When people discuss difficult times, there is a long-standing presumption that improving entails returning. Return to your former self prior to the diagnosis, the layoff, and the divorce papers that were placed on the kitchen table. It’s a reassuring image that seems almost mechanical: bend the metal, and it will return to its original shape. The problem is that this is rarely the case when you see someone truly recover from a serious illness.
Consider a friend who worked for the same company for sixteen years before losing his job two years ago. For a while, he had the appearance of someone recovering: a polished resume, scheduled interviews, and a return to the gym. However, at some point, he lost interest in returning to his previous position. He didn’t want to go back to the version of himself that had needed it, not because he hadn’t succeeded in landing it once more. Researchers have begun focusing more on that distinction.
The bounce-back metaphor has been quietly dismantled for years by psychologists who study resilience. Instead, the more recent terminology used in the field refers to reconfiguration, which is settling into a new, more robust shape rather than reverting to an old one. It’s possible that those who are referred to as resilient aren’t the toughest individuals in a particular setting. They may just be the ones who are open to changing their form in any way.
This has a neurological component; to put it simply, it sounds almost clinical. Stronger connections between the prefrontal cortex and the amygdala—the area of the brain responsible for rational thought communicating more effectively with the area responsible for fear—have been observed in people who recover well from adversity, according to brain imaging research. Stress is not eliminated by that link. It simply means that rather than being locked on for months, the alarm system calms down more quickly. Cortisol decreases earlier. The heart rate returns to baseline more quickly. It doesn’t stop the bad day. It merely reduces the duration of the unpleasant day.

The emotional work that goes into all of that is perhaps more fascinating and more difficult to quantify. Decades ago, Viktor Frankl wrote about a similar experience from inside a concentration camp, observing that individuals who found some meaning in their suffering appeared to endure it in a different way than those who couldn’t. People who actively process loss instead of burying it tend to adapt better over time, according to a version of the same theory that resilience researchers continue to arrive at. Suppression provides temporary respite. In ways that the body seems to keep a silent tally of, it seems to cost more later.
It’s difficult to ignore how frequently the popular definition of resilience completely misunderstands this. The terms “toughness,” “grit,” and “never letting anyone see you sweat” are highly valued in self-help culture. However, the true story is usually more complicated if you ask someone who has actually experienced something horrible. Gratitude and grief go hand in hand. Relief sits next to anger. Those who chose not to experience any of it are typically the ones who emerge stronger. On a schedule that wasn’t totally their own, they are the ones who allow themselves to experience the majority of it.
This study also reveals social connection, albeit in an almost stubborn way. Individuals who have even one stable, supportive relationship typically bounce back from adversity more quickly than those who don’t, both emotionally and physiologically, as evidenced by quantifiable changes in heart rate variability and immune function. That begs the question of how much resilience is truly a personal quality and how much is borrowed from those in proximity when things go wrong.

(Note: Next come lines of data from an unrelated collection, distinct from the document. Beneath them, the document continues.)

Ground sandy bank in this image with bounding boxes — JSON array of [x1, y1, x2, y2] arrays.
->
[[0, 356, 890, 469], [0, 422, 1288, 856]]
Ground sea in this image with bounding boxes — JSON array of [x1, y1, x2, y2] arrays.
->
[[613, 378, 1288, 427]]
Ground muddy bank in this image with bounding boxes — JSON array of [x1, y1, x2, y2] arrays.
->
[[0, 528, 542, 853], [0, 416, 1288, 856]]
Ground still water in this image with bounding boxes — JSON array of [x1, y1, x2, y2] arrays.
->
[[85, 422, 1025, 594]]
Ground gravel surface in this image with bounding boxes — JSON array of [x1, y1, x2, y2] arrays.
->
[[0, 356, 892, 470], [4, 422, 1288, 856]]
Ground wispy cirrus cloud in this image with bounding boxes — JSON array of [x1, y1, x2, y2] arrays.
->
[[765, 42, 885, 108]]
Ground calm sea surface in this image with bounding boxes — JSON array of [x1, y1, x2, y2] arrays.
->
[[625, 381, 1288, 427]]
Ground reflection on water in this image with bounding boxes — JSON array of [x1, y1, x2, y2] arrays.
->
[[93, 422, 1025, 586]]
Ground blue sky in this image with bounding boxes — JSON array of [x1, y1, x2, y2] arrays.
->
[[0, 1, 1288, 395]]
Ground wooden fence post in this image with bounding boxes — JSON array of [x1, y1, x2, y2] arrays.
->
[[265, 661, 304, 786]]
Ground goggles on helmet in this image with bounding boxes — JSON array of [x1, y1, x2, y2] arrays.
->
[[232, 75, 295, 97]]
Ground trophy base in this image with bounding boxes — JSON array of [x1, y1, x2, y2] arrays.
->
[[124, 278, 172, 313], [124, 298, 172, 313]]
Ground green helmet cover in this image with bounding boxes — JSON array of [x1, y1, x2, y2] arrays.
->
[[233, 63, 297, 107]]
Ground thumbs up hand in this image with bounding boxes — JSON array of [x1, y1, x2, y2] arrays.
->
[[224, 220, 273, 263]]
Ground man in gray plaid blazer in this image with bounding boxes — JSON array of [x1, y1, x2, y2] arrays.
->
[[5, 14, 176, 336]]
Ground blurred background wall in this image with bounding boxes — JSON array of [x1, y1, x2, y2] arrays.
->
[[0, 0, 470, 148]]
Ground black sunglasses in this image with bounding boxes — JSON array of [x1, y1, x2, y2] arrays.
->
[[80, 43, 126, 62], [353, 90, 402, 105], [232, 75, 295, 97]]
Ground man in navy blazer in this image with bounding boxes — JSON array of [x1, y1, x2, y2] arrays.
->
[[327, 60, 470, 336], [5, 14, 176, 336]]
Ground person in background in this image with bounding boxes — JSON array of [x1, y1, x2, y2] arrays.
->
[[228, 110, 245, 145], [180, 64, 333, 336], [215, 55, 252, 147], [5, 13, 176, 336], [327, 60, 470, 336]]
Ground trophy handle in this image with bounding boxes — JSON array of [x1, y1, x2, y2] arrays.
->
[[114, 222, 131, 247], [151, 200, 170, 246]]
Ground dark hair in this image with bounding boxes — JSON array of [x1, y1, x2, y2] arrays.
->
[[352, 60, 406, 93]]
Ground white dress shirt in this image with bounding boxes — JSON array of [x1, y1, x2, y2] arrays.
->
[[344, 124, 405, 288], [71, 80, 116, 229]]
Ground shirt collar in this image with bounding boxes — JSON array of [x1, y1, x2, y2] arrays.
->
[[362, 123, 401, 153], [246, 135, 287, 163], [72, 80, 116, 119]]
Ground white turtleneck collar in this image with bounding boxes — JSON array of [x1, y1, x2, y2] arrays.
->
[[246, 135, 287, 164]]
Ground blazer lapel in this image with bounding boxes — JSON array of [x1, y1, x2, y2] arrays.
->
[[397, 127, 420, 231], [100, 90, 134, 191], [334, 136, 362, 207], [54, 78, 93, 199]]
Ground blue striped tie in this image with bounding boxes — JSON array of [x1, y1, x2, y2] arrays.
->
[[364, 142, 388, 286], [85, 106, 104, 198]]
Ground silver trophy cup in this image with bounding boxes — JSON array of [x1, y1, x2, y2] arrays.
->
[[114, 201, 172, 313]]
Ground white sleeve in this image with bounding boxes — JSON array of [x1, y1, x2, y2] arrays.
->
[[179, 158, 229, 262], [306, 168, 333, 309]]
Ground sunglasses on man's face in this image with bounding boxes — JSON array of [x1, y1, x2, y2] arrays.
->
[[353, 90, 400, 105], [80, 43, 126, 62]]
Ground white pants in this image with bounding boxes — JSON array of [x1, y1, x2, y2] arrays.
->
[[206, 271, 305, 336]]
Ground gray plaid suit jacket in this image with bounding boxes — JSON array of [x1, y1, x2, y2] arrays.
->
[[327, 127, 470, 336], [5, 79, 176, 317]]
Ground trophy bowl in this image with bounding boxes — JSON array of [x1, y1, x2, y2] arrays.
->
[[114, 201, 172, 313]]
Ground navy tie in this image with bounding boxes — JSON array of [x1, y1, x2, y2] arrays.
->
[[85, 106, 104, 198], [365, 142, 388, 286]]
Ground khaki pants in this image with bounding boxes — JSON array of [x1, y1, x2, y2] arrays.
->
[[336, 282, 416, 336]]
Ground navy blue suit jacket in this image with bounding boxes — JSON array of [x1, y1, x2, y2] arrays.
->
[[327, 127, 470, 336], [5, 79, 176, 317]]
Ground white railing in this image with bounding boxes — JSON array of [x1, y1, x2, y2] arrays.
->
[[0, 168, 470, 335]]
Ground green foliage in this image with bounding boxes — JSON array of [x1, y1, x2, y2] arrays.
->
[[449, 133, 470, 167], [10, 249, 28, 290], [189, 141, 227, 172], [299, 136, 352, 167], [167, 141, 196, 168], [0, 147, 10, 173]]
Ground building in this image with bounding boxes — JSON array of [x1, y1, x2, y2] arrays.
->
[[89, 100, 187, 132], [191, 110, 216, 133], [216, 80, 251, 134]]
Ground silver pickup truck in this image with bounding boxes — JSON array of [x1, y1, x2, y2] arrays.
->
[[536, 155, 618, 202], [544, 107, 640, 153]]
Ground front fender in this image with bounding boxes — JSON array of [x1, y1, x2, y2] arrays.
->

For what it’s worth, the friend eventually accepted a position in a completely different industry, which he claims he wouldn’t have thought of two years ago. He doesn’t claim to have healed. He says he’s moved. It’s difficult to say how important that distinction is to those who study this professionally. However, it’s the kind of minute, lived detail that makes the science seem less like science and more like something that most people have already experienced, though they haven’t yet found the right words to describe it.